If \(v_+=0\), then \(v_-\ne 0\) and we get that \(f({v_-}{{\varvec{x}}})\) vanishes for \(|{{\varvec{x}}}|>1\).

If \(v_-=v_+\), then \(v_-\ne 0\) and we get that \(f({v_-}{{\varvec{x}}})\) vanishes for \(|{{\varvec{x}}}|>1\).

If \(v_-=-v_+\), then \(v_\mp \ne 0\) and we get that \(f_{v_-}+(-1)^{n-1}f_{-v_-}\) vanishes outside the unit ball. This implies that \(f_{v_-}\) is an odd or even function outside the unit ball if n is even or odd, respectively. \(\square \)

Notice that 9.3 is a generalization of [24, (\(\hbox {i}^+\)) of Theorem 3.2].

The investigation of problem (9.4) remains to a later paper.

It is worth paying attention to the relations both the spherical and the hyperbolic slice transforms have to the weighted versions of the so-called boomerang transform [11, 23], which is in fact the dual of the Radon transform. These relations can be shown through the stereographic projections \(\Pi _{\mp 1}\) of \({\mathcal {K}}_{\kappa}^{n}\).
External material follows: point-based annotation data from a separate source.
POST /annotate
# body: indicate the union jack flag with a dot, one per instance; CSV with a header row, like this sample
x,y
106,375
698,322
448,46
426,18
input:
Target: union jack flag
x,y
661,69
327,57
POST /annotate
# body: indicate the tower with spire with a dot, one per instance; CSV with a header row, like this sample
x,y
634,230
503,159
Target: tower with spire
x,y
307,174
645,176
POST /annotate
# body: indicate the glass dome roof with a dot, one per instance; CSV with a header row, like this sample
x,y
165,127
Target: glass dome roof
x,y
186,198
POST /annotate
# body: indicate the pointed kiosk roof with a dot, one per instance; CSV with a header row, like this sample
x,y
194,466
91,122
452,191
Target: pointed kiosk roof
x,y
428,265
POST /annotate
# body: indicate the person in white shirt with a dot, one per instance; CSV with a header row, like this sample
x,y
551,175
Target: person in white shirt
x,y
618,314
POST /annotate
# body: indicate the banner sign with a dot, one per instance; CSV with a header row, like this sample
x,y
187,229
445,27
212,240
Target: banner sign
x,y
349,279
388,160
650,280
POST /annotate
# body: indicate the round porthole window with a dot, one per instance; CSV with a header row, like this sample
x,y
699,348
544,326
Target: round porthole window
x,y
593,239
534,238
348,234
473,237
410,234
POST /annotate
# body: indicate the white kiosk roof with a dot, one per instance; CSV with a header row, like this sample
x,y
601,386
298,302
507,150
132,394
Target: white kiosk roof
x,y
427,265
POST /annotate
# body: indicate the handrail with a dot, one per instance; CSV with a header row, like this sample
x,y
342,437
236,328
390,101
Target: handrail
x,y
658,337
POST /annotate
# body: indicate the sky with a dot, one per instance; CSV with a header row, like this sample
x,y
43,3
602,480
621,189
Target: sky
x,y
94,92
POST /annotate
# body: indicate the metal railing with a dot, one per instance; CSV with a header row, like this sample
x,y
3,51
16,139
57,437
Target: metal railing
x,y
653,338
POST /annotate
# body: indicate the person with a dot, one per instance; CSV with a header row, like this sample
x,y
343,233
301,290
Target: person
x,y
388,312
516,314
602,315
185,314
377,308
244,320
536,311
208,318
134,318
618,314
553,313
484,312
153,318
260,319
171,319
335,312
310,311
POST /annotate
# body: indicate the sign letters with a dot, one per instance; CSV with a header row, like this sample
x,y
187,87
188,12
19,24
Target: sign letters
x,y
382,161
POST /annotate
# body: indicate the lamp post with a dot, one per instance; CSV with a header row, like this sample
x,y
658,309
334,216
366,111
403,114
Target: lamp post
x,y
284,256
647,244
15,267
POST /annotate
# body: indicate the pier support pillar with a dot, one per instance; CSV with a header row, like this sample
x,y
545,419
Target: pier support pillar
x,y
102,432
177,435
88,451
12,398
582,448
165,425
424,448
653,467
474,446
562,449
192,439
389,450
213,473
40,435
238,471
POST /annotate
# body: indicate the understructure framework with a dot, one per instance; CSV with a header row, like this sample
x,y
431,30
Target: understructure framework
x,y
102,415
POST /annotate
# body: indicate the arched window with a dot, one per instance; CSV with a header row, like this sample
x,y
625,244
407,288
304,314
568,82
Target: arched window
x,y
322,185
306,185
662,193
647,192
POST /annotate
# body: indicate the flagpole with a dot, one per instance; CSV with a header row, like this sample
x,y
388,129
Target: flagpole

Finally, we note that the inverses \({\bar{\Psi }}_p^{\kappa ;\pm }\) of the maps given in (5.1) create models of \({{\mathbb {K}}}_{\kappa}^{n}\) in \({\mathbb {R}}^n\). These models are mostly unknown, but the projective Cayley–Klein models [39] are created by \(p=0\), essentially the conform Poincare models [2, 12] are created by \(p=\pm 1\), and the Gans models [14] are created by \(p=\pm \infty \). The corresponding projections \({\bar{\Psi }}_p^{\kappa ;\pm }\) are called gnomonic [41] if \(p=0\), stereographic [42] if \(p=\pm 1\), and orthogonal if \(p=\pm \infty \), respectively.